# A FLINT example: Lambert W function power series

March 11, 2011

Two days ago, a new version of the Fast Library for Number Theory (FLINT) was released. I contributed a lot of new code to this release, including linear algebra speed improvements and new functionality for fast power series arithmetic and computation of special numbers and polynomials (see the release announcement and some of my benchmarking results).

In this blog post I’ll demonstrate how to do power series arithmetic with FLINT, using its fmpq_poly module which implements polynomials over the rational numbers Q. Standard operations (addition, multiplication and division) were available before; the functions I’ve added include square root, log, exp, sin, tan, atan, etc. (all the usual elementary functions). The same functions are also available for power series over a finite field Z/nZ (with word-size n). Everything is asymptotically fast (the running time is linear in the size of the output, up to logarithmic factors).

Of course, transcendental functions are a bit restricted when considered over Q or Z/nZ, since it’s only possible to obtain power series expansions at specific rational points (in most cases just x = 0). So at present, some very interesting numerical applications of fast power series arithmetic are not supported. But some time in the future, we’ll probably add support for numerical power series over the reals and complexes as well.

As today’s example, let us implement the Lambert W function for the power series ring Q[[x]]. The Lambert W function is defined implicitly by the equation x = W(x) exp(W(z)), which can be solved using Newton iteration with the update step w = w – (w exp(w) – x) / ((w+1) exp(w)).
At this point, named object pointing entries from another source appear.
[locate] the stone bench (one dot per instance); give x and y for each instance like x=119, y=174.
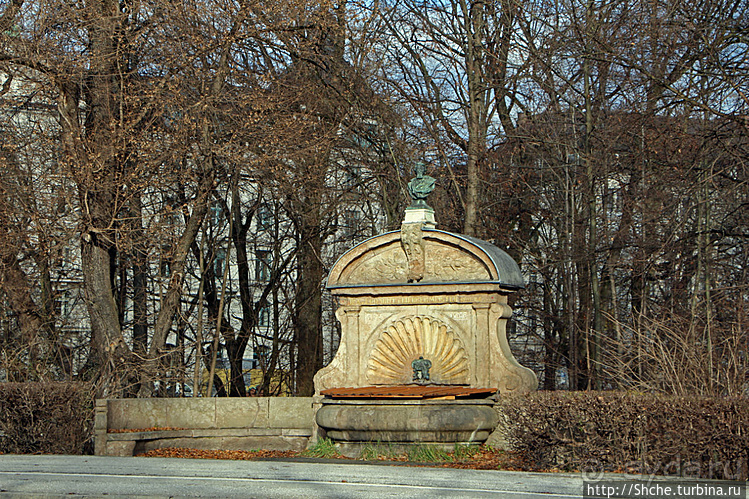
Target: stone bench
x=124, y=427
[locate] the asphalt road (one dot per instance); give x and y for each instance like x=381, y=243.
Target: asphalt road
x=112, y=477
Power series Newton iteration is just like numerical Newton iteration, except that the convergence behavior is much simpler: starting with a correct first-order expansion, each iteration at least doubles the number of correct coefficients.

A simple recursive implementation with asymptotically optimal performance (up to constant factors) looks as follows:

#include
#include "flint.h"
#include "fmpq_poly.h"

void lambertw(fmpq_poly_t w, fmpq_poly_t x, long n)
{
if (n == 1)
{
fmpq_poly_zero(w);
}
else
{
fmpq_poly_t t, u, v;
lambertw(w, x, (n + 1) / 2);
fmpq_poly_init(t);
fmpq_poly_init(u);
fmpq_poly_init(v);
fmpq_poly_exp_series(t, w, n);
fmpq_poly_mullow(u, t, w, n);
fmpq_poly_sub(v, u, x);
fmpq_poly_div_series(u, v, t, n);
fmpq_poly_sub(w, w, u);
fmpq_poly_clear(t);
fmpq_poly_clear(u);
fmpq_poly_clear(v);
}
}


Beyond the base case W(x) = 0 + O(x), the function just computes w to accuracy ceil(n/2), and then extends it to accuracy n using a single Newton step. As we can see, C code directly using the FLINT library interface gets a bit verbose, but this style has the advantage of giving precise control over temporary memory allocation, polynomial lengths, etc. (it is very similar to the interface of GMP/MPIR).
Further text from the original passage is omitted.